The Computational Biomedicine and Machine Learning Lab, Department of Computer & Information Sciences, University of Delaware, 18 Amstel Ave, Newark, DE 19716, USA.
The Jackson Laboratory, 600 Main Street, Bar Harbor, ME, USA.
Database (Oxford). 2020 Jan 1;2020. doi: 10.1093/database/baaa024.

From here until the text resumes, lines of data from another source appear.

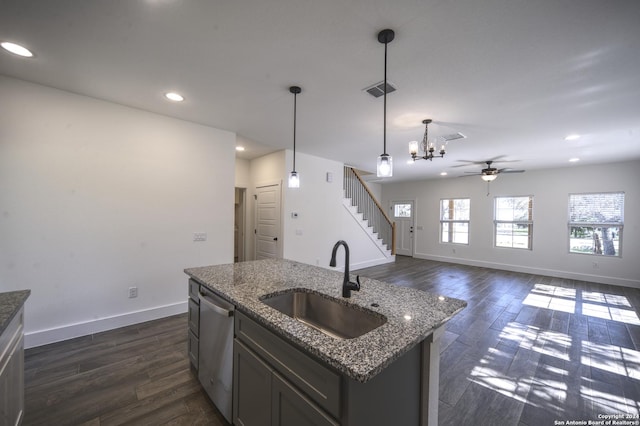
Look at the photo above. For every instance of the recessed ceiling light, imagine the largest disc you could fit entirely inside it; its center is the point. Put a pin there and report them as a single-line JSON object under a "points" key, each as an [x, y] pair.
{"points": [[16, 49], [173, 96]]}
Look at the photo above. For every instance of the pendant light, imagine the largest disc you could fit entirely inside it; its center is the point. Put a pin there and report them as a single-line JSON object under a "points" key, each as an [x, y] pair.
{"points": [[294, 179], [385, 162]]}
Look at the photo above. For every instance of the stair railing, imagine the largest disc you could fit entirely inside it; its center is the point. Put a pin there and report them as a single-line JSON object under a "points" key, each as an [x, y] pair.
{"points": [[362, 198]]}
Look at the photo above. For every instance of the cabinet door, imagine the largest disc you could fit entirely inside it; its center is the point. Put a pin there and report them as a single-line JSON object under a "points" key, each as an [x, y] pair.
{"points": [[194, 317], [289, 407], [251, 388]]}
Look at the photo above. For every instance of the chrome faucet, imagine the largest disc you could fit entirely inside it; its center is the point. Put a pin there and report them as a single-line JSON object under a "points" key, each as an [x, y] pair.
{"points": [[347, 285]]}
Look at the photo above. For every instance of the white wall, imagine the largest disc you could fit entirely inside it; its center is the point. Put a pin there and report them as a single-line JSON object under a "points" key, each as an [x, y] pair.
{"points": [[96, 197], [550, 188], [243, 173], [322, 218]]}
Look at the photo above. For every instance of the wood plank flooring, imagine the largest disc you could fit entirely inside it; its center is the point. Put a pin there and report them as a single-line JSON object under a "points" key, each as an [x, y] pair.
{"points": [[527, 351]]}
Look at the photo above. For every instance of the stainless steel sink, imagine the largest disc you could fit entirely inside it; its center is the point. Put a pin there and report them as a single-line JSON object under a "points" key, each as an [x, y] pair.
{"points": [[325, 313]]}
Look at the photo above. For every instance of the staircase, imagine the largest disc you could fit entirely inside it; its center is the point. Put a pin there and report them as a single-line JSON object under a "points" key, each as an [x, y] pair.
{"points": [[367, 211]]}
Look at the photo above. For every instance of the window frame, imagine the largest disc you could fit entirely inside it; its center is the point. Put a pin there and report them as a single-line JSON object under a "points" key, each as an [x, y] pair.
{"points": [[452, 222], [528, 223], [595, 225]]}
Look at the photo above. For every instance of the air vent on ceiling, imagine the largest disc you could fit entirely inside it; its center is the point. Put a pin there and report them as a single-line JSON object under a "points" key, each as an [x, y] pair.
{"points": [[454, 136], [377, 89]]}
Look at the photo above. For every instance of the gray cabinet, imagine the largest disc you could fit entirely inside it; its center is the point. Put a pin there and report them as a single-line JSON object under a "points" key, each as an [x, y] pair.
{"points": [[274, 380], [251, 388], [12, 371], [290, 407], [304, 391], [194, 324]]}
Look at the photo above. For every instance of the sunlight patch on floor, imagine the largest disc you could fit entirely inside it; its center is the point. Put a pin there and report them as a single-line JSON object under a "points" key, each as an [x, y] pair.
{"points": [[591, 303], [614, 359]]}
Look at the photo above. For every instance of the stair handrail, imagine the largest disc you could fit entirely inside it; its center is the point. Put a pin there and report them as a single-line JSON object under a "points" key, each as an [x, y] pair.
{"points": [[381, 222]]}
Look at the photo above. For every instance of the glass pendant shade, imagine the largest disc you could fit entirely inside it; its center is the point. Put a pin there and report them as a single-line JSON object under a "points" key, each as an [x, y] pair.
{"points": [[385, 166], [413, 148], [294, 180]]}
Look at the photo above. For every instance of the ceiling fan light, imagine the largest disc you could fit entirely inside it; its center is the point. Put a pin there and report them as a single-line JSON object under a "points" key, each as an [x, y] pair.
{"points": [[385, 166]]}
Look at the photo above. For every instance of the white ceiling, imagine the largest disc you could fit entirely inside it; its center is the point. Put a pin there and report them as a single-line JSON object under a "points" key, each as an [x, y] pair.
{"points": [[514, 76]]}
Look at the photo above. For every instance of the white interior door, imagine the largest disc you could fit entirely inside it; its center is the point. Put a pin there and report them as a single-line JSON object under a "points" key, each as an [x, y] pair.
{"points": [[403, 215], [267, 230]]}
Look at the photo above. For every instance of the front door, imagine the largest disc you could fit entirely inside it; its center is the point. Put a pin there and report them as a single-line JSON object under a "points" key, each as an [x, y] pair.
{"points": [[403, 215], [267, 230]]}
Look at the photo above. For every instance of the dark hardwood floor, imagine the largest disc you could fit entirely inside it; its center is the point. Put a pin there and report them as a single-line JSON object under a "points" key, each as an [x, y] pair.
{"points": [[528, 350]]}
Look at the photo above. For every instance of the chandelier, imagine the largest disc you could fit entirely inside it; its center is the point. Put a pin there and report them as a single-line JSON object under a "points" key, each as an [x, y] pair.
{"points": [[428, 147]]}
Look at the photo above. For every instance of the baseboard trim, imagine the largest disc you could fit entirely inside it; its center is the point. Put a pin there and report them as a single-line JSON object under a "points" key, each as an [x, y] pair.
{"points": [[535, 271], [58, 334]]}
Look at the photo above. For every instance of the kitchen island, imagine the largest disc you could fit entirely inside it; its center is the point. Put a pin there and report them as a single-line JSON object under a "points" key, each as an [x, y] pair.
{"points": [[370, 369]]}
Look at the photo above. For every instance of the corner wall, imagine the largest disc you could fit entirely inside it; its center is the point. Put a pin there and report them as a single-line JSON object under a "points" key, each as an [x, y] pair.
{"points": [[96, 198], [551, 189], [322, 219]]}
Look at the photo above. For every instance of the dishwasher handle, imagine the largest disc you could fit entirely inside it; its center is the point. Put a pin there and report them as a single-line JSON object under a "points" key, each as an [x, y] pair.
{"points": [[215, 308]]}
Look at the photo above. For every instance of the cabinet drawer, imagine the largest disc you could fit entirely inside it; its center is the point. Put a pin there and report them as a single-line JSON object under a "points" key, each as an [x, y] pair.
{"points": [[194, 289], [194, 349], [194, 317], [319, 383]]}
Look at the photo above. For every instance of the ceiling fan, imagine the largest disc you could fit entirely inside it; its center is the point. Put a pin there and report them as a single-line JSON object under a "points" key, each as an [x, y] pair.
{"points": [[490, 174]]}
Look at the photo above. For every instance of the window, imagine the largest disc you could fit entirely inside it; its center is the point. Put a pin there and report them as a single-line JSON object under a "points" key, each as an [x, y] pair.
{"points": [[454, 220], [595, 223], [513, 222]]}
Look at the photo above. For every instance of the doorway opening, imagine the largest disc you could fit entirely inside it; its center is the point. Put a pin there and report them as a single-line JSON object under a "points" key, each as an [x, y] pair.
{"points": [[240, 215], [404, 216]]}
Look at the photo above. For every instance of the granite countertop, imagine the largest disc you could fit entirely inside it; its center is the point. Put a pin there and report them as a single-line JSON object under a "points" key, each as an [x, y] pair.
{"points": [[10, 304], [412, 315]]}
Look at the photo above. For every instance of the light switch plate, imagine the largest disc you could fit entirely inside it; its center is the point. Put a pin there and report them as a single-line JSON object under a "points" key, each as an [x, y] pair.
{"points": [[199, 236]]}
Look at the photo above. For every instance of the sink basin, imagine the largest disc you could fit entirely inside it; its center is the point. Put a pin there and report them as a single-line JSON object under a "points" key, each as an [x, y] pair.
{"points": [[325, 313]]}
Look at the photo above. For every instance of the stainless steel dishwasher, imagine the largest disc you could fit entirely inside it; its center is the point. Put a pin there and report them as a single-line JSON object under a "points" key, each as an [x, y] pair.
{"points": [[215, 370]]}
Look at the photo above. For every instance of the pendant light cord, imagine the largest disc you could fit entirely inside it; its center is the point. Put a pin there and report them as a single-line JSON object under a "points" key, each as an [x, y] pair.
{"points": [[295, 97], [384, 129]]}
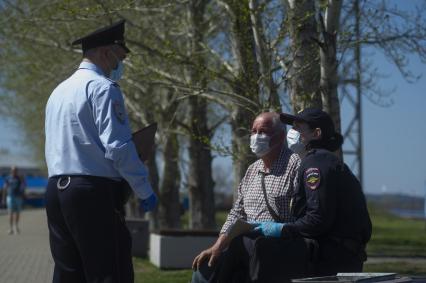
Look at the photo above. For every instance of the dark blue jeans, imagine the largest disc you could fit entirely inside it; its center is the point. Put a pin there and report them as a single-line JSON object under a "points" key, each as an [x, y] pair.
{"points": [[88, 236], [259, 259]]}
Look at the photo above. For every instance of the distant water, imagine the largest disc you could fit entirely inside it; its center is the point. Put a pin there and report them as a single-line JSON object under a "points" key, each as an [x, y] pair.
{"points": [[406, 213]]}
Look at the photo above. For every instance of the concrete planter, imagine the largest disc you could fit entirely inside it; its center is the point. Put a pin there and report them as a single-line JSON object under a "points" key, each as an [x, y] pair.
{"points": [[139, 229], [175, 249]]}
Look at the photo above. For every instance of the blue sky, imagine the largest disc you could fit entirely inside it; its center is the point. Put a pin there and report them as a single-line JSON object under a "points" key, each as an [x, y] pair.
{"points": [[394, 138]]}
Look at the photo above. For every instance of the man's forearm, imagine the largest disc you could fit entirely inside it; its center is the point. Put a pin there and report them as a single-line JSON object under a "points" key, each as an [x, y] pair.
{"points": [[222, 242]]}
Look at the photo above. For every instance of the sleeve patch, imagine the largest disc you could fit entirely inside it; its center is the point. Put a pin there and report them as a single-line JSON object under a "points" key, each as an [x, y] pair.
{"points": [[312, 178], [119, 111]]}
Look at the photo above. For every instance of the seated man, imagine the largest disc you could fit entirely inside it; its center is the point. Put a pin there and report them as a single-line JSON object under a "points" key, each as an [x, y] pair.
{"points": [[263, 197]]}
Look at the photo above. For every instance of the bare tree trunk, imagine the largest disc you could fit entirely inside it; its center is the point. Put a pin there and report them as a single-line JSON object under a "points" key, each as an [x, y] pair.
{"points": [[268, 88], [169, 208], [154, 178], [329, 75], [304, 70], [246, 85], [200, 180]]}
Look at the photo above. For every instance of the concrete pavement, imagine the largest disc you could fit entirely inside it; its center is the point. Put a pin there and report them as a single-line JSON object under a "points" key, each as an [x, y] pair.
{"points": [[26, 257]]}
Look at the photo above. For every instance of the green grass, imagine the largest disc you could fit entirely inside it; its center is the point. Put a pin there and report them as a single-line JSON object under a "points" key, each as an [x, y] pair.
{"points": [[400, 267], [395, 236], [392, 237]]}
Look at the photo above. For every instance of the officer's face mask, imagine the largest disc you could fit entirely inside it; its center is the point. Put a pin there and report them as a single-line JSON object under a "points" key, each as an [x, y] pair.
{"points": [[117, 73], [294, 143], [259, 144]]}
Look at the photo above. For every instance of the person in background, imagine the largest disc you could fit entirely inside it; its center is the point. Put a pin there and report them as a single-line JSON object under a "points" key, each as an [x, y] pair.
{"points": [[13, 192]]}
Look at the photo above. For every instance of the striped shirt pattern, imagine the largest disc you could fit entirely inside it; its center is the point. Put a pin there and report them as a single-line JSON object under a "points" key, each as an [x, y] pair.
{"points": [[250, 204]]}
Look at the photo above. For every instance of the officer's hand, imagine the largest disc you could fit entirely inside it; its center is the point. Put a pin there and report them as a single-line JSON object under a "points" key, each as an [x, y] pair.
{"points": [[150, 203], [210, 254], [269, 229]]}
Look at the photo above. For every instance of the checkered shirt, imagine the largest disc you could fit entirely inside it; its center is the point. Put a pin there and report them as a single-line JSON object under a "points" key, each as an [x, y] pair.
{"points": [[250, 204]]}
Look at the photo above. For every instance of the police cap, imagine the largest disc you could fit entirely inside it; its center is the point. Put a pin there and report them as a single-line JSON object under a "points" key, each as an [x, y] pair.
{"points": [[113, 34], [314, 117]]}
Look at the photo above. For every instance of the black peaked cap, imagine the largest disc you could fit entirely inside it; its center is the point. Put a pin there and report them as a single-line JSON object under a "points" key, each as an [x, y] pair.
{"points": [[314, 117], [113, 34]]}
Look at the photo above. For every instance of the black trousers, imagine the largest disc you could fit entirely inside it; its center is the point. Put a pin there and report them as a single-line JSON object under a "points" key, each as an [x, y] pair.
{"points": [[270, 260], [88, 236]]}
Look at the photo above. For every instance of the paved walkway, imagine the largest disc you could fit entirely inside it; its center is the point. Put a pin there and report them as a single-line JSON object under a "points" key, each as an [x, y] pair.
{"points": [[25, 257]]}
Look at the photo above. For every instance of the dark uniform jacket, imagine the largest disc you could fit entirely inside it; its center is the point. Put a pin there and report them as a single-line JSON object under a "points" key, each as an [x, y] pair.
{"points": [[328, 204]]}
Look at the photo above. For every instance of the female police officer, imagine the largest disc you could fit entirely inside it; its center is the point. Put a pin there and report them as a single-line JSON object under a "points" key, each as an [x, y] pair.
{"points": [[328, 202]]}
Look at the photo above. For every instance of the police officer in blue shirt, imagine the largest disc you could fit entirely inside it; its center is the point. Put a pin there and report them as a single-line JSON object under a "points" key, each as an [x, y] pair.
{"points": [[90, 156]]}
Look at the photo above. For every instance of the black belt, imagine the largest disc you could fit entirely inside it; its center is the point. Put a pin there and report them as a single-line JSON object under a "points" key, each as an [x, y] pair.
{"points": [[120, 188]]}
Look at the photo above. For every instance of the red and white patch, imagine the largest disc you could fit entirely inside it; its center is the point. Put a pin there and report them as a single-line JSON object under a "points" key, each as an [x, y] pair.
{"points": [[312, 178]]}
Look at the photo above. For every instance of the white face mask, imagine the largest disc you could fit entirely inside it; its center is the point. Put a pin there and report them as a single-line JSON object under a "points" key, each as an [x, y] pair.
{"points": [[117, 73], [294, 143], [259, 144]]}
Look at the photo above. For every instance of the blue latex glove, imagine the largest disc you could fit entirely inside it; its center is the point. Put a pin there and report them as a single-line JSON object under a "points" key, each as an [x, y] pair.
{"points": [[150, 203], [268, 229]]}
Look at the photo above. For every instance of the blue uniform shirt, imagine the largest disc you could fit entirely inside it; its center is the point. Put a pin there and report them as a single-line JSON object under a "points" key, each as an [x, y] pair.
{"points": [[88, 133]]}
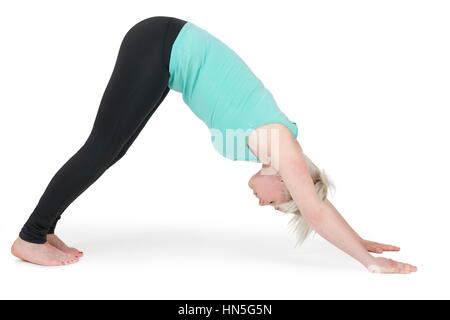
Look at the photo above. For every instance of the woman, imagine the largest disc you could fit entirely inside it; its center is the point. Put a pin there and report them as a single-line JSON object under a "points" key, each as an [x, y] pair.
{"points": [[163, 53]]}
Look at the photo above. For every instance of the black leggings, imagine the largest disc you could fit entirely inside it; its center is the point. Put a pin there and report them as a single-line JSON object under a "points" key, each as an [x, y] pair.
{"points": [[138, 84]]}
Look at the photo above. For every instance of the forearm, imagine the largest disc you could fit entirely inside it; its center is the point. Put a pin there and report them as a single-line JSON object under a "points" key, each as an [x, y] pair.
{"points": [[336, 212], [333, 228]]}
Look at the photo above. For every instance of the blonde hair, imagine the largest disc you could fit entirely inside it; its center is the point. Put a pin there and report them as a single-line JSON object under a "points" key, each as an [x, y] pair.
{"points": [[322, 184]]}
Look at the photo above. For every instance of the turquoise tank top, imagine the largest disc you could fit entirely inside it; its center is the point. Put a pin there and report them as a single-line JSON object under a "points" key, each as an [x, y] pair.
{"points": [[222, 91]]}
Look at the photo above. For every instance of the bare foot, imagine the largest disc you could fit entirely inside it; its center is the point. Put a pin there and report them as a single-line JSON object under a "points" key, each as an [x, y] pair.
{"points": [[42, 254], [53, 240]]}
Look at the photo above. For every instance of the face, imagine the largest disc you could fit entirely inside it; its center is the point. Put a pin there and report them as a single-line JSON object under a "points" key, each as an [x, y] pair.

Gathering information from the scientific literature is essential for biomedical research, as much knowledge is conveyed through publications. However, the large and rapidly increasing publication rate makes it impractical for researchers to quickly identify all and only those documents related to their interest. As such, automated biomedical document classification attracts much interest. Such classification is critical in the curation of biological databases, because biocurators must scan through a vast number of articles to identify pertinent information within documents most relevant to the database. This is a slow, labor-intensive process that can benefit from effective automation. We present a document classification scheme aiming to identify papers containing information relevant to a specific topic, among a large collection of articles, for supporting the biocuration classification task. Our framework is based on a meta-classification scheme we have introduced before; here we incorporate into it features gathered from figure captions, in addition to those obtained from titles and abstracts. We trained and tested our classifier over a large imbalanced dataset, originally curated by the Gene Expression Database (GXD). GXD collects all the gene expression information in the Mouse Genome Informatics (MGI) resource. As part of the MGI literature classification pipeline, GXD curators identify MGI-selected papers that are relevant for GXD. The dataset consists of ~60 000 documents (5469 labeled as relevant; 52 866 as irrelevant), gathered throughout 2012-2016, in which each document is represented by the text of its title, abstract and figure captions. Our classifier attains precision 0.698, recall 0.784, f-measure 0.738 and Matthews correlation coefficient 0.711, demonstrating that the proposed framework effectively addresses the high imbalance in the GXD classification task. Moreover, our classifier's performance is significantly improved by utilizing information from image captions compared to using titles and abstracts alone; this observation clearly demonstrates that image captions provide substantial information for supporting biomedical document classification and curation. Database URL.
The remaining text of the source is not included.